Para ilustrar a sua notável descoberta, Kepler desenhou com todo o cuidado e pormenor a figura reproduzida. Claro que era tudo um disparate!


   Antes do mais, a correspondência entre as esferas encaixadas umas nas outras e as órbitas planetárias não é, de facto, exacta. Tendo sido um dos grandes responsáveis pela apresentação de dados rigorosos sobre as órbitas planetárias, Kepler devia certamente conhecer as discrepâncias existentes. Procurou ainda corrigir o seu modelo utilizando esferas de diferentes espessuras, embora não apresentasse qualquer justificação para essa diferença.

   Em segundo lugar, como sabemos, não existem seis mas, pelo menos, nove planetas.
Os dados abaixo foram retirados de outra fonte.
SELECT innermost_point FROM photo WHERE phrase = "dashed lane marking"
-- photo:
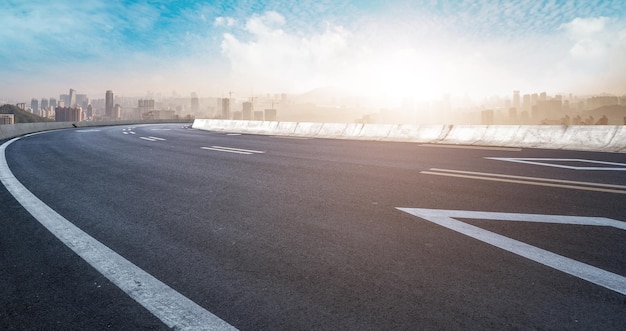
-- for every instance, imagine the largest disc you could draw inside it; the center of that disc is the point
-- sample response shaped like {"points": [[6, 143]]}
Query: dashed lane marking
{"points": [[489, 148], [152, 138], [559, 163], [172, 308], [446, 218], [233, 150], [569, 184]]}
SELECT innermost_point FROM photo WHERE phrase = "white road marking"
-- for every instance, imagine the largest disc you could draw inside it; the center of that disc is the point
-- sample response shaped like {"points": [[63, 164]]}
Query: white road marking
{"points": [[171, 307], [152, 138], [527, 180], [581, 270], [233, 150], [489, 148], [546, 163], [291, 137]]}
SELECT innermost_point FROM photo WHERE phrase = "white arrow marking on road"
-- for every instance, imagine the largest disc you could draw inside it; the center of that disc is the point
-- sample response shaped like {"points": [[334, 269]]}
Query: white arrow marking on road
{"points": [[587, 272], [172, 308]]}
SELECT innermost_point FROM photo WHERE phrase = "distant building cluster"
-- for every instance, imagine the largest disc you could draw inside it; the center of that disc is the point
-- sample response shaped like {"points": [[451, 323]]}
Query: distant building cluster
{"points": [[328, 106], [540, 108], [7, 119]]}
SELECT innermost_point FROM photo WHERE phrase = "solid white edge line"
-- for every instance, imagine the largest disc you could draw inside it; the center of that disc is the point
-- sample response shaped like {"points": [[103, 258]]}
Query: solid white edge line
{"points": [[575, 268], [171, 307], [226, 150], [531, 178], [240, 149]]}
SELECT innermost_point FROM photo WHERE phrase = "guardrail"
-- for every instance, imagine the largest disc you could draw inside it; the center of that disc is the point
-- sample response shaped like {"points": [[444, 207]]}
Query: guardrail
{"points": [[608, 138], [8, 131]]}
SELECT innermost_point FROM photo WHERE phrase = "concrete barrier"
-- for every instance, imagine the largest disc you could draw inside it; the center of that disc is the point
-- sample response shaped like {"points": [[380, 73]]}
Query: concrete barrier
{"points": [[307, 129], [592, 137], [332, 130], [618, 141], [8, 131], [418, 133], [375, 131]]}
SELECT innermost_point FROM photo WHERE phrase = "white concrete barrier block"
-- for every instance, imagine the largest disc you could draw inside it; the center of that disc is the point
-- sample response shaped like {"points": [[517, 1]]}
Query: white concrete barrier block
{"points": [[499, 135], [332, 130], [418, 133], [375, 131], [285, 128], [465, 134], [588, 137], [307, 129], [353, 130]]}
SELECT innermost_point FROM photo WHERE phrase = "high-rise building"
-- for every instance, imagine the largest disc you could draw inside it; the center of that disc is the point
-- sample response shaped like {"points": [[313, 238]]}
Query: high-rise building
{"points": [[108, 104], [68, 114], [226, 108], [117, 112], [34, 106], [195, 104], [246, 111], [64, 99], [43, 107], [270, 115], [516, 100], [82, 100], [72, 101], [526, 105], [7, 119]]}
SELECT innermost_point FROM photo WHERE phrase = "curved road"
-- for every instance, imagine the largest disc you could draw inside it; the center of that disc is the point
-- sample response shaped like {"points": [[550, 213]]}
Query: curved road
{"points": [[290, 234]]}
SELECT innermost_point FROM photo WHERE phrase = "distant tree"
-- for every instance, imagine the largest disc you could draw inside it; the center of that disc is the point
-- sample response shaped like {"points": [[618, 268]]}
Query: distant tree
{"points": [[22, 116]]}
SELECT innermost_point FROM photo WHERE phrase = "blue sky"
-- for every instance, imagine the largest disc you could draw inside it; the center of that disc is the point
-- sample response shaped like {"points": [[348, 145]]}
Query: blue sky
{"points": [[422, 49]]}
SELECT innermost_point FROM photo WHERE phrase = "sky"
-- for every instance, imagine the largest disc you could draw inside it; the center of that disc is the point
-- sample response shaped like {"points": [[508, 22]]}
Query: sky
{"points": [[418, 49]]}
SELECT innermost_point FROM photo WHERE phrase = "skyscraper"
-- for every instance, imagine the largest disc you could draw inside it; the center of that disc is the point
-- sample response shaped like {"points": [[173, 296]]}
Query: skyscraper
{"points": [[516, 101], [72, 102], [247, 111], [195, 105], [108, 104], [226, 108], [34, 106]]}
Urano, Neptuno e Plutão, foram descobertos depois de Kepler.

   Porque é que dois gigantes intelectuais como Platão e Kepler teriam defendido teorias tão irrealistas? O que é que os terá levado a procurar ligações entre os sólidos regulares e a estrutura do universo?

   A resposta está no facto de terem partido da mesma profunda convicção que motiva os cientistas actuais: que o padrão e a ordem do mundo podem ser descritos, e em certa medida explicados, através da matemática. Na altura a geometria de Euclides era o ramo da matemática que mais tinha evoluído e, dentro da geometria, a teoria do sólidos regulares ocupava um lugar de destaque; tinha sido conseguida uma classificação completa, na sequência da identificação e dos estudo profundo dos sólidos regulares. Embora a teoria de Kepler não seja defensável, na sua concepção apresentou-se extremanente interessante e muito na linha do ponto de vista expresso pelo seu contemporâneo Galileu:

"O grande livro da Natureza só pode ser lido por aqueles que conhecem a linguagem em que foi escrito. E essa linguagem é a matemática"

   Na verdade, foi a convicção profunda de Kepler na existência de uma ordem matemática que o levou a adoptar o seu modelo matemático de forma a ajustar-se aos dados observados, mantendo a concisão estética do modelo, mesmo à custa de algo que não conseguii explicar.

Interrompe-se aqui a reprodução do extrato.